Time for a new used car.Source(s): Mitsubishi Master Tech
- RolomaticLv 66 months ago
It is usually the head gasket leaking compression and combustion gas pressure into the cooling system jacket from the head gasket. If you heat up the engine in the driveway by holding 2K rpm until at operating temperature with the pressure cap removed and it seems fine, then you install the pressure cap and it immediately overheats, the head gasket is leaking. There is also a chemical test but the pressure is coming from the engine head gasket in most cases and the cost of repair may be over what the vehicle is worth. My test (same as GEO mentioned) is simple and will tell you quick if you want to spend $2.5K to repair the engine with a rebuilt head and gasket or dump it for scrap.
Even if it was the water pump (not likely), the failure caused it to overheat and warp the head = gasket seal failure. The machine shop dohc head rebuild will be about $800+ plus all the extras like gaskets and labor.
I wouldn't advise using a used head without warranty! You then take the risk that a very pricey bill may X2.
Get a new head or the OK from a macine shop that your head is serviceable and worthy of the $ fix effort.
Anyway you can look at it, the car will not be easily fixed if the head gasket is blown from an overheating.
If you replace the head gasket with the original warped head, it will be a total waste of ($) time and effort.
The pressure cap is usually about 15 PSI, when you introduce an external pressure force = instant boiling.
Hot coolant under pressure, then your engine pumps in hot gas pressure over 200 PSI from combustion.
As the gas leak bubbles accumulate, they overtake the 15 psi pressure cap and it all spews in a boil out.

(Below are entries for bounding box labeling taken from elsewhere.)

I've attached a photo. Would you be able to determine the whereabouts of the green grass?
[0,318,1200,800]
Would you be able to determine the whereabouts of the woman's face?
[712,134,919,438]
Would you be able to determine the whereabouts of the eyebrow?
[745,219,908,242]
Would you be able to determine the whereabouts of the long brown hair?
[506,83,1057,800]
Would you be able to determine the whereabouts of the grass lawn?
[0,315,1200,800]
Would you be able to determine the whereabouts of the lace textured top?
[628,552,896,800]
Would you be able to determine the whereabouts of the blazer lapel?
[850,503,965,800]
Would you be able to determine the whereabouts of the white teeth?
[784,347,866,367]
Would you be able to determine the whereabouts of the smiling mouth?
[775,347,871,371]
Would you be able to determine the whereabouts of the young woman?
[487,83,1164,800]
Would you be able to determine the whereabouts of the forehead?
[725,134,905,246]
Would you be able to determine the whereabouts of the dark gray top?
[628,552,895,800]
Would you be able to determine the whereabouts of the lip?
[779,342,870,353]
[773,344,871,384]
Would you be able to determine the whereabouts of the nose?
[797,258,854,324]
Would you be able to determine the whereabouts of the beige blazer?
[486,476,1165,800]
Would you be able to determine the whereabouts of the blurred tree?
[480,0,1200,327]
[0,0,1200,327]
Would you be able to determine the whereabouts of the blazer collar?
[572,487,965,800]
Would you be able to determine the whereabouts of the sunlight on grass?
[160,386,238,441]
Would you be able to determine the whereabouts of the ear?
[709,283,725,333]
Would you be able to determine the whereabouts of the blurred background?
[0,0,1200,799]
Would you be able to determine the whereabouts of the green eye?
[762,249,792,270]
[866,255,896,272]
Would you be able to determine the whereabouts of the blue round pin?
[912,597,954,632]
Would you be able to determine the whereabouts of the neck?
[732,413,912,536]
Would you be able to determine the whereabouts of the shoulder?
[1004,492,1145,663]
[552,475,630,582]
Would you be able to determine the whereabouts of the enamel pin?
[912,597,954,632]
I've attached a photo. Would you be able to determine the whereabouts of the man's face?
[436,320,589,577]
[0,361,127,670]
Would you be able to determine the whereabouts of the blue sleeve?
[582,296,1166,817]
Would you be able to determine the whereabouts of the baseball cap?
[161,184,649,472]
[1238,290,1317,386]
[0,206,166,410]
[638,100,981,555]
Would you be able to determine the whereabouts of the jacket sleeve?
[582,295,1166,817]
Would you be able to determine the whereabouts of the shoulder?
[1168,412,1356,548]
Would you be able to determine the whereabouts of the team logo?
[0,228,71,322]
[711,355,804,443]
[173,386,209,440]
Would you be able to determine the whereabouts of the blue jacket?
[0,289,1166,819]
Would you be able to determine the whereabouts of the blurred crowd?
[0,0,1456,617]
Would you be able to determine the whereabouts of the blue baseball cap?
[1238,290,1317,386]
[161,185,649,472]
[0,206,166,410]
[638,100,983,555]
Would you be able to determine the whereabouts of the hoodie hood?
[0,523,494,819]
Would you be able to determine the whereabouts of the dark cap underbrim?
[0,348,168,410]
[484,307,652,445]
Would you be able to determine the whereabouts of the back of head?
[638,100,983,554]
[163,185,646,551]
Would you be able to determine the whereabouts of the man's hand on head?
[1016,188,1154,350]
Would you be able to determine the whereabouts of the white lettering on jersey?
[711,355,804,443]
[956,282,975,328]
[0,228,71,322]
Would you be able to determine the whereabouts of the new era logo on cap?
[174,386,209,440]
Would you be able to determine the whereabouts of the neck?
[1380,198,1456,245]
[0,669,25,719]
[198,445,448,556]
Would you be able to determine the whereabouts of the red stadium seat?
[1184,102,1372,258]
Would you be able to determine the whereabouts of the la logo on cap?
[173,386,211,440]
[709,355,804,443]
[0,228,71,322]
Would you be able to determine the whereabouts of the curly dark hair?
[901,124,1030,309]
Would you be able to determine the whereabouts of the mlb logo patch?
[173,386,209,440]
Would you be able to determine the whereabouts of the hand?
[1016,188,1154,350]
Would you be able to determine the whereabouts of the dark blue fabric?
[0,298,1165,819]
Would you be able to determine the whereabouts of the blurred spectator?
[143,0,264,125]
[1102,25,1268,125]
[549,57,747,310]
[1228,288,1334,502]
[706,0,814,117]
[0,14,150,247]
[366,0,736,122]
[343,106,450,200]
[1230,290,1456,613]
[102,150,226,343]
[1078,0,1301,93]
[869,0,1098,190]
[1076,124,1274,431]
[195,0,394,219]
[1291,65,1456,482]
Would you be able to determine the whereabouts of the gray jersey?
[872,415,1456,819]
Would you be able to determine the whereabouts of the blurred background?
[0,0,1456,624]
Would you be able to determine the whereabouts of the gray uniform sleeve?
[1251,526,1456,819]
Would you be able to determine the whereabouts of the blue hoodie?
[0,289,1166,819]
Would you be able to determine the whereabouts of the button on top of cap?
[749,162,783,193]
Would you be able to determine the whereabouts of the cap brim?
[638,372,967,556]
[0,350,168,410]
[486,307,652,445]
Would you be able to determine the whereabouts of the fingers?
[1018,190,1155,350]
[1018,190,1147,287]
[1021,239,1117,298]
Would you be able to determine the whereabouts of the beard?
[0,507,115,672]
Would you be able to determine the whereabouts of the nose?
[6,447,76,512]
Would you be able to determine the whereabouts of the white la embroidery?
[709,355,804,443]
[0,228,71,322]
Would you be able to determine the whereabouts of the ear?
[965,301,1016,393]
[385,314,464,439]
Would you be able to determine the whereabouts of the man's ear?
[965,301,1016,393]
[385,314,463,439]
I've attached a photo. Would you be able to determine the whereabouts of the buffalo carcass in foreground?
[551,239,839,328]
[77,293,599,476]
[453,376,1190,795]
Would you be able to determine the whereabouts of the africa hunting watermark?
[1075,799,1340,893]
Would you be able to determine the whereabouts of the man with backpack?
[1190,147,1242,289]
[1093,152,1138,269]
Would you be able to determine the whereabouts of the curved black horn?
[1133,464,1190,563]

- The DevilLv 76 months ago
It's not the radiator or thermostat. What's left to guess about : radiator fans, water pump, head gasket, radiator cap, heater core, freezeplugs, hoses
- 6 months ago
water pump for sure...also when putting in new coolant in an empty radiator you have to start with 70% coolant and 30% water then afterward you can top off with 50/50 coolant later on if needed.